Lot 422
  • 422

ÉDOUARD VUILLARD | Vase d'anémones

300,000 - 500,000 USD
bidding is closed


  • Edouard Vuillard
  • Vase d'anémones
  • Signed E Vuillard and dated 05 (lower right)
  • Oil on cradled panel
  • 23 1/8 by 24 7/8 in.
  • 58.7 by 63.2 cm
  • Painted in 1905.


Galerie Bernheim-Jeune, Paris
Ambroise Vollard, Paris
Juliette Bendix, Paris
Jacques Heft, Paris & New York
Mrs. Lucienne Newton, New York (and sold: Sotheby's, New York, March 10, 1971, lot 51)
Hallsborough Gallery, London (acquired at the above sale)
Galerie Schmit, Paris (acquired circa 1981)
French & Company, New York
Acquired from the above on December 17, 1982


Paris, Théâtre Pigalle, Exposition de l'art vivant, 1930, no. 106
New York, Paul Rosenberg & Co., Paintings by Bonnard and Vuillard, 1943, no. 11
Paris, Galerie Schmit, Regards sur une collection, XIXème-XXème siècles, 1981, no. 84, illustrated in color in the catalogue


Antoine Salomon & Guy Cogeval, Vuillard, The Inexhaustible Glance: Critical Catalogue of Paintings and Pastels, vol. II, Paris, 2003, no. VII-504, illustrated in color p. 791

Catalogue Note

This dazzling still life highlights Vuillard’s remarkable ability to transform even the simplest arrangement of quotidian objects into a glowing composition. Vuillard achieves a near perfect balance between the decorative tendencies of the Nabis movement and the new realism of the period following the turn of the century. The division of the composition into rectangular zones as well as the mixture of a variety of decorative motifs recall the prevailing style of the 1890s. However, the different motifs remain distinct and the technique varies according to the subject matter. The clever distribution of shadow and light contrast with the abstracted qualities of the wall in the background, creating the effect of perspective by situating each object in real space. The present work typifies the artist’s striking synthesis of the intimisme of his earlier pictures with a newfound vitality of color that was to define his most celebrated turn-of-the-century output. This still life represents Vuillard's stylistic developments, expressing his attraction to abstracted qualities of decoration all the while confirming this commitment to the naturalist ideas that were in vogue at the time. However, this painting could equally be seen as a reflection of the artist’s state of mind and emotions.
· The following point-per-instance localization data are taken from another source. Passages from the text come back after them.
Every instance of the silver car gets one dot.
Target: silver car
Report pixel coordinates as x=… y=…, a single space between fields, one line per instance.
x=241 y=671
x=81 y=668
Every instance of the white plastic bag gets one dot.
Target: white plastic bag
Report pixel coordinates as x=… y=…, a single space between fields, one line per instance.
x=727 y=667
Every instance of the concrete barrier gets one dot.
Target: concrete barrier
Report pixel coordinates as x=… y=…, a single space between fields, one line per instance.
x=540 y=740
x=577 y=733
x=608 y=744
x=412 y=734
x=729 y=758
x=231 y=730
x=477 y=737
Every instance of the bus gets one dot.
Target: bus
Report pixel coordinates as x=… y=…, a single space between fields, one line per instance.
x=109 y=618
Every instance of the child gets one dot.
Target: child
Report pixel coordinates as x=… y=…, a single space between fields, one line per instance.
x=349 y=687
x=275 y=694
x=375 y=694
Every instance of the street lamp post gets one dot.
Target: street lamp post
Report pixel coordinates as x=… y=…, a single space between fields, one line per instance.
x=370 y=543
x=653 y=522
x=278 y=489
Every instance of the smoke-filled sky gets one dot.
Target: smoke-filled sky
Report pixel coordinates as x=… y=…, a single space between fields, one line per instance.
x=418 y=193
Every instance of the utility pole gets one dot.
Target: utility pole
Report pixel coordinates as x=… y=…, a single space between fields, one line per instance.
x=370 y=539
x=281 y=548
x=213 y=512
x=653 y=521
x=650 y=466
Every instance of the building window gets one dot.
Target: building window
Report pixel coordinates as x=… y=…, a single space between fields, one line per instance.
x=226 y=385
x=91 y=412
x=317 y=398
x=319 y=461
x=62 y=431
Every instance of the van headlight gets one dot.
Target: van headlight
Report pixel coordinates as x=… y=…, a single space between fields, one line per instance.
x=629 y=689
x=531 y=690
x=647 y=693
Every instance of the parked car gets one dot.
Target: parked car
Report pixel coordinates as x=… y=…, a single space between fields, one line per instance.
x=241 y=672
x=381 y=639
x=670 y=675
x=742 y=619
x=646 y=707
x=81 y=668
It was these private sentiments that Gide would recall several years later when he reviewed Vuillard’s work at the Salon d’Automne: “[Vuillard] is the most intimate of the story-tellers… I think it must be because his brush never breaks free of the emotion which guides it; the outer world, for Vuillard, is always a pretext, an adjustable means of expression" (André Gide, "Promenade au Salon d’Automne," in La Gazette des Beaux-Arts, December 1, 1905, n.p.).